While I wasn’t able to catch the ceremony on TV and thus commemorate the minute when the bomb was dropped this year (the Peace Bell is sounded for a minute of silence at 8:15 a.m.), I did happen on an English translation of this year’s Peace Declaration by the Hiroshima mayor Tadatoshi Akiba in the newspaper. It is remarkable how the city of Hiroshima is dedicated to world peace and eradicating nuclear weapons from the planet.
The Hiroshima bombing is such a touchy subject. I remember how a Japanese politician was chastised by suggesting it was a positive development in hindsight since more people would have died fighting the war if the atomic bombs were not dropped (which, arguably, may have been very possible).
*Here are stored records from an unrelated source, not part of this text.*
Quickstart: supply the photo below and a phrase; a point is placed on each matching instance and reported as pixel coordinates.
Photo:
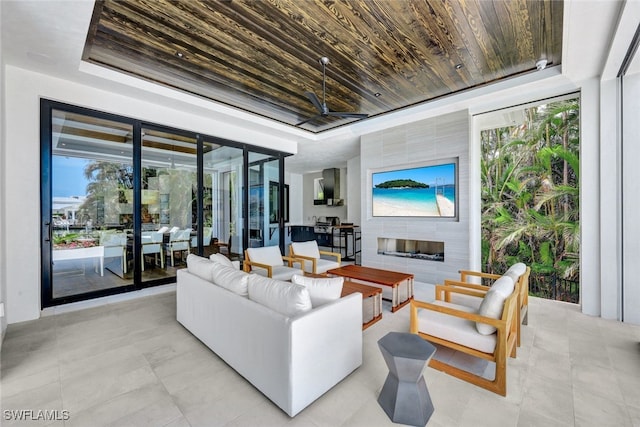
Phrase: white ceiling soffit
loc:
(48, 37)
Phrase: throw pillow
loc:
(321, 290)
(231, 279)
(491, 306)
(309, 249)
(504, 285)
(515, 271)
(219, 258)
(286, 298)
(201, 267)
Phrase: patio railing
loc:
(551, 286)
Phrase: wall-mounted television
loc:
(429, 190)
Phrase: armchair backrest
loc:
(268, 255)
(308, 249)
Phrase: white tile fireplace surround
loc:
(418, 143)
(410, 248)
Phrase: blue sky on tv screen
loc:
(445, 174)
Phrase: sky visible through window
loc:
(68, 176)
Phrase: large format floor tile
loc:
(132, 364)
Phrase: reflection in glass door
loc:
(222, 196)
(264, 200)
(86, 245)
(168, 209)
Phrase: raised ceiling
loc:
(262, 56)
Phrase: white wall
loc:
(3, 205)
(21, 166)
(432, 139)
(631, 198)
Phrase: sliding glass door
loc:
(86, 242)
(124, 202)
(265, 201)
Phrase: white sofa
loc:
(292, 359)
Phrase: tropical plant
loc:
(530, 192)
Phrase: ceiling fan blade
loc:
(353, 115)
(309, 119)
(314, 100)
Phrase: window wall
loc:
(124, 202)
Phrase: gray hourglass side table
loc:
(404, 396)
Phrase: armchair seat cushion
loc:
(267, 255)
(309, 249)
(455, 329)
(280, 272)
(322, 265)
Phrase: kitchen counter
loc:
(344, 239)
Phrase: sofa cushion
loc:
(321, 290)
(231, 279)
(455, 329)
(267, 255)
(516, 270)
(504, 285)
(309, 249)
(219, 258)
(491, 306)
(201, 267)
(286, 298)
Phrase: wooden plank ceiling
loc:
(262, 56)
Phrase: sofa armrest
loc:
(333, 254)
(326, 346)
(248, 265)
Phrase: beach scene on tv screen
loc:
(425, 191)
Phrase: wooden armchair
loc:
(311, 254)
(520, 275)
(268, 261)
(458, 327)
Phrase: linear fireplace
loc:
(410, 248)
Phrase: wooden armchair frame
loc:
(247, 264)
(314, 260)
(506, 330)
(522, 286)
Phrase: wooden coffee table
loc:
(401, 283)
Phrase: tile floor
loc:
(131, 364)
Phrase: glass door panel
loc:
(264, 200)
(168, 210)
(91, 185)
(222, 199)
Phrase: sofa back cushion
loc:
(516, 270)
(321, 290)
(309, 249)
(268, 255)
(231, 279)
(201, 267)
(286, 298)
(504, 285)
(492, 306)
(219, 258)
I could not believe the negative feedback! A politician wasn’t even allowed to make a simple speculative comment such as that!
The fact that my grandfather was killed by the atom bomb dropped on Hiroshima and that my uncle died from what are assumed as the aftereffects of nuclear radiation (he tried to look for my grandfather, who was reduced to ashes) is also kind of a touchy subject for me, but in an entirely different way.
This sets itself up as a potential source for a serious identity crisis. How do I come to terms with having an American father and a grandfather who was killed by an American atomic bombing? Of course, my father had nothing to do with it, being nine years old at the time. Yet I find it amazing that my grandmother allowed my mother to marry an American. (My parents’ marriage was arranged by ministers of my grand church.) I can only attribute that she overlooked this issue to her Tenrikyo faith.
Yaeko Morishita passes away for rebirth
I mentioned on this site earlier this year that Yaeko Morishita, wife of Keigo Morishita, former head minister of Brotherhood Church and current head of Tenrikyo Mission New York Center, was critically ill. She passed away for rebirth on July 22 and, if I am not mistaken, the funeral was held in Los Angeles on August 5.
It’s sad to say final farewells to such a wonderful and kind-hearted person. Although I wish I had more opportunities to learn from her, I shall always treasure the short time I was a live-in at New York Center and the few chances I had to administer the Sazuke to her. While her soul is now at rest, I hope she does not remain in God’s warm embrace for too long. May she return reborn to join us soon, for I think her help is still greatly needed for the world to become a better place.